Which of the following statements are correct?A. In clustering, objects are grouped together based on the principle of maximizing the interclass distance and minimizing the intraclass distance.B. Consider a transaction dataset that contains five items, {A,B,C,D,E}. Suppose the support of itemset {A} is the same as the support of itemset {A, C}, then all transactions that contain the item A may not contain the item C.C. For a nearest neighbor classifier if the parameter k is too small, then it may be susceptible to overfitting due to noise.

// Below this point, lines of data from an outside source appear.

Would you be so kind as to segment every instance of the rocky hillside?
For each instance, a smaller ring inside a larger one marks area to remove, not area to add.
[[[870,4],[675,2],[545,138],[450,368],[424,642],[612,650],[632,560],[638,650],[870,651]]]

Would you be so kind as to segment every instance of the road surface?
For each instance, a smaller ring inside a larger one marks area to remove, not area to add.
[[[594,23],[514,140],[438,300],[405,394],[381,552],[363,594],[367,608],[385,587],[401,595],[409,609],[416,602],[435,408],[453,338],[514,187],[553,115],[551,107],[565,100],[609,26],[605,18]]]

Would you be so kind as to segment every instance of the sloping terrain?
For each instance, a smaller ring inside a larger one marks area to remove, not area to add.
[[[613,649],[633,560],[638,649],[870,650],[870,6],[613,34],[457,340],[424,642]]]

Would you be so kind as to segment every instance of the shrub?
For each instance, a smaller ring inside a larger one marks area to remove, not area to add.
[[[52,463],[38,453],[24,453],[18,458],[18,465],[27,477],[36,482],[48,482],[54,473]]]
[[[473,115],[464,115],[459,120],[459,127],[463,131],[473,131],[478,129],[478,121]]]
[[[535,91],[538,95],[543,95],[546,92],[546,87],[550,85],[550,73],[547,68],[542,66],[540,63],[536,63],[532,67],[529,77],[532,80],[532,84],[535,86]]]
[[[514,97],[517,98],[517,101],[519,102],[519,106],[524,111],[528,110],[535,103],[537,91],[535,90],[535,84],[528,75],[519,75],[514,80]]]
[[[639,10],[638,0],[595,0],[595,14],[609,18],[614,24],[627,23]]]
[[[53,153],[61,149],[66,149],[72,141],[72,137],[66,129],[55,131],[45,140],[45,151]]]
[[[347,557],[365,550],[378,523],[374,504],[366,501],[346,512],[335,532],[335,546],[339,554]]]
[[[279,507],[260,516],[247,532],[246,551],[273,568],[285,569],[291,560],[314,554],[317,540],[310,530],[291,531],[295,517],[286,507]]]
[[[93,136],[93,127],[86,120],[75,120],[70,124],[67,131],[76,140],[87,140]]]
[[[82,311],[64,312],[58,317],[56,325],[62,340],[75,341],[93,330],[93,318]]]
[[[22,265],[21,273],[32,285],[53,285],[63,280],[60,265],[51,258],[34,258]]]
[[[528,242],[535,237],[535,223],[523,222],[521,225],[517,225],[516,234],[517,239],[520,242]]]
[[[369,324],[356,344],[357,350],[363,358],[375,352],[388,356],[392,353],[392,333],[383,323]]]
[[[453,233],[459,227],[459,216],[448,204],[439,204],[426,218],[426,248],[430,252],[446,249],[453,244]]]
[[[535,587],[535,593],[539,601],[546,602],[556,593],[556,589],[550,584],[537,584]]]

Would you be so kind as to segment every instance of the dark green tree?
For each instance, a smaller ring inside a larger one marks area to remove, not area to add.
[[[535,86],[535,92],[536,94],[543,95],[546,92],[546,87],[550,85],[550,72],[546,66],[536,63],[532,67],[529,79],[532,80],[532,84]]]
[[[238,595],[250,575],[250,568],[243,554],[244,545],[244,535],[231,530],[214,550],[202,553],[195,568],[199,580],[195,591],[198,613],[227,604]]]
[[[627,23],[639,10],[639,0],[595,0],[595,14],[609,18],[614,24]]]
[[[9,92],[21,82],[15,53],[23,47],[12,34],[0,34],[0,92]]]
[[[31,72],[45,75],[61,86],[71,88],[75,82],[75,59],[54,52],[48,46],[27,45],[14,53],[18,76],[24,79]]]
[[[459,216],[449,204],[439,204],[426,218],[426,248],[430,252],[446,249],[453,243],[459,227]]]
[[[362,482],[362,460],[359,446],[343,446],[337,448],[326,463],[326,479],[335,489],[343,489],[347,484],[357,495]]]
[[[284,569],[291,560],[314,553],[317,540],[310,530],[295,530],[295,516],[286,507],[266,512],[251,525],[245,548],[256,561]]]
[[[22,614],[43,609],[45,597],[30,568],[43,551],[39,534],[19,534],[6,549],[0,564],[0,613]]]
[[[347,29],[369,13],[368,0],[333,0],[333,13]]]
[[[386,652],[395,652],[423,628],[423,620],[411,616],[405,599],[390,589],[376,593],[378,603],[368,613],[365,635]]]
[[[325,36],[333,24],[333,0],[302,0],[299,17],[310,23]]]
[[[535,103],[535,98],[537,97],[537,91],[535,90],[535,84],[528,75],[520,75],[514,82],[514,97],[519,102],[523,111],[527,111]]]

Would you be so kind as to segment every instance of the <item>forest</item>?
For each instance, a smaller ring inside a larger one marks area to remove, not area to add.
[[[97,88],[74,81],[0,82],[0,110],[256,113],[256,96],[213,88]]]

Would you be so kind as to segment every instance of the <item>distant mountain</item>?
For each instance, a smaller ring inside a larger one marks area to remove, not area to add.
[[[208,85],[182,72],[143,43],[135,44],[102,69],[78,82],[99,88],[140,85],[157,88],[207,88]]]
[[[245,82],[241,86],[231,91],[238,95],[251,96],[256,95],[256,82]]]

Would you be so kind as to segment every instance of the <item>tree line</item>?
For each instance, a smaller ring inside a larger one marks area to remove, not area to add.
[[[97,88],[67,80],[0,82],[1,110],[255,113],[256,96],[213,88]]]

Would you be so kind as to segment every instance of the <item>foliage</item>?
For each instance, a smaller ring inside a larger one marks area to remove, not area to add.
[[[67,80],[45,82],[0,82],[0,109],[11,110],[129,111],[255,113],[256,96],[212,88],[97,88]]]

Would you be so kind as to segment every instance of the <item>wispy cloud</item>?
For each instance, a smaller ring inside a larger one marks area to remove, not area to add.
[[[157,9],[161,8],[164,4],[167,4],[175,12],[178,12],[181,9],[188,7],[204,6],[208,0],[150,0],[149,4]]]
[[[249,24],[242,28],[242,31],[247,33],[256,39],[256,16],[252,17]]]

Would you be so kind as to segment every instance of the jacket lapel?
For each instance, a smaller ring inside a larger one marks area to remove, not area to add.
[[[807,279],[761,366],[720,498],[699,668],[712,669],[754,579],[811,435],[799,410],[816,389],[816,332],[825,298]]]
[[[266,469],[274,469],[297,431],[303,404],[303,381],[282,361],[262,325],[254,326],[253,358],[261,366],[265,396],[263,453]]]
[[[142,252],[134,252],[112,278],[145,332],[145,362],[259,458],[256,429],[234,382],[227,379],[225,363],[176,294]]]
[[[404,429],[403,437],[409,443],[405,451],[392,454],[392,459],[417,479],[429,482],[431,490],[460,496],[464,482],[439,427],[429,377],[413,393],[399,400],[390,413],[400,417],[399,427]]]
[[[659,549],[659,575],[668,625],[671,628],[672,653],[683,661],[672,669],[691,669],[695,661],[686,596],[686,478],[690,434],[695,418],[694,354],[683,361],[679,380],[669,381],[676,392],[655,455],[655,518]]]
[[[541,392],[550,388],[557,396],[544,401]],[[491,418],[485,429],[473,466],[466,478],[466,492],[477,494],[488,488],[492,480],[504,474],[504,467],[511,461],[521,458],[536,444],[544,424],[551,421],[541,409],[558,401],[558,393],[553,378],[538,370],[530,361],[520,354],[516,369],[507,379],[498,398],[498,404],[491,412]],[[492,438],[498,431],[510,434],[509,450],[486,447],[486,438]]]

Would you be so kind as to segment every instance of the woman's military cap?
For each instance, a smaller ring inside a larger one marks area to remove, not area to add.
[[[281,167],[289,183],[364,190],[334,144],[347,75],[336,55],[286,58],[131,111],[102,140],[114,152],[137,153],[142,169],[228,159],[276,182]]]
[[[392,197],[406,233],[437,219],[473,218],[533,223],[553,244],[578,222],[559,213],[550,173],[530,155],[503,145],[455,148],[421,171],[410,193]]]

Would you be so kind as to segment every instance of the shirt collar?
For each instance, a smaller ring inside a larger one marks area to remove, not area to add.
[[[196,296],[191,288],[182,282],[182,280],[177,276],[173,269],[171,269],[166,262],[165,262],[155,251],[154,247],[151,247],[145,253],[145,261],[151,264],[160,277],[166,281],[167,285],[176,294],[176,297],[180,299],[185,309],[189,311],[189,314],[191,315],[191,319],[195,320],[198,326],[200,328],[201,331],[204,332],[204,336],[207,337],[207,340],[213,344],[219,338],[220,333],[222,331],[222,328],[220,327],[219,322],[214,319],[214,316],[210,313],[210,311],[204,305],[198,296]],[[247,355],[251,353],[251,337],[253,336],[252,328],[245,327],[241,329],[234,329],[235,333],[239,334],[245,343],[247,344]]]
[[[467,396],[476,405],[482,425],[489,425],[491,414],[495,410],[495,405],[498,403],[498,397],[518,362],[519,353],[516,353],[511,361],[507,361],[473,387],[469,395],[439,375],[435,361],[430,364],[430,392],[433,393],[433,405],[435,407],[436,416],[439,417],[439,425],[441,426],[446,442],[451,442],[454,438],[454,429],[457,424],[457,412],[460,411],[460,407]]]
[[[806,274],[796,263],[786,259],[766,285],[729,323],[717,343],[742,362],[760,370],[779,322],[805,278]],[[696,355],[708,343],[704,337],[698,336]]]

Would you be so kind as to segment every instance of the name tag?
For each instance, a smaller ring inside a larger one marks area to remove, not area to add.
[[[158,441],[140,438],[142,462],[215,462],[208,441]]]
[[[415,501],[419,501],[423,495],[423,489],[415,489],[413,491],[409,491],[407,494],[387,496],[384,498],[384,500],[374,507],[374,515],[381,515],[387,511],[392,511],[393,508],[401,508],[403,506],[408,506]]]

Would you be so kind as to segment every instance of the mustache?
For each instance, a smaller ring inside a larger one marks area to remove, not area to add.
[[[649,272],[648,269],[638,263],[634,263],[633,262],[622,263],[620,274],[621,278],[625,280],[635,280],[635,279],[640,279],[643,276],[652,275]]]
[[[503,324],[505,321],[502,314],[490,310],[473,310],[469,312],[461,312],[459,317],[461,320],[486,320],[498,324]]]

Which of the following statements are correct?A. In clustering, objects are grouped together based on the principle of maximizing the interclass distance and minimizing the intraclass distance.B. Consider a transaction dataset that contains five items, {A,B,C,D,E}. Suppose the support of itemset {A} is the same as the support of itemset {A, C}, then all transactions that contain the item A may not contain the item C.C. For a nearest neighbor classifier if the parameter k is too small, then it may be susceptible to overfitting due to noise.
A. In clustering, objects are grouped together based on the principle of maximizing the interclass distance and minimizing the intraclass distance.
B. Consider a transaction dataset that contains five items, {A,B,C,D,E}. Suppose the support of itemset {A} is the same as the support of itemset {A, C}, then all transactions that contain the item A may not contain the item C.
C. For a nearest neighbor classifier if the parameter k is too small, then it may be susceptible to overfitting due to noise.